7.1 Dans les affaires précitées soleuroise et uranaise, le Tribunal fédéral a examiné la constitutionnalité des quotas féminins uniquement sous l'angle du principe de la proportionnalité ainsi qu'au regard de leur compatibilité avec les garanties attachées aux droits politiques. Saisi, dans les deux cas, d'un recours de droit public portant sur le contrôle abstrait des initiatives cantonales mises en cause - la première de rang législatif, la seconde de rang constitutionnel -, il n'avait en effet pas à s'exprimer spécifiquement sur les exigences requises en matière de base légale pour instaurer les quotas litigieux (cf.
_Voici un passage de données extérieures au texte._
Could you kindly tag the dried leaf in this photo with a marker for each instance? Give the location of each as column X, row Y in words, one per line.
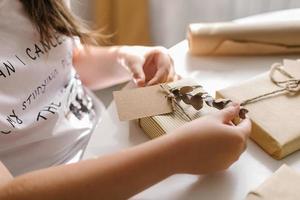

VINCENT MARTENET, Géométrie de l'égalité, Zurich/Bâle/Genève 2003, n. 773 et 776). Il n'en demeure pas moins que des mesures positives - empiétant sur le principe de l'égalité, au sens formel - doivent être prévues dans une loi; cette exigence est en effet une conséquence directe du rattachement constitutionnel de telles mesures à la deuxième phrase de l'art. 8 al. 3 Cst. (cf. ANDREAS AUER, "Combien de chameaux pour une professeure?": La constitutionnalité plus que douteuse du système des primes à la nomination, in Kopfprämien für Professorinnen?, op. cit., p. 13 ss, 17).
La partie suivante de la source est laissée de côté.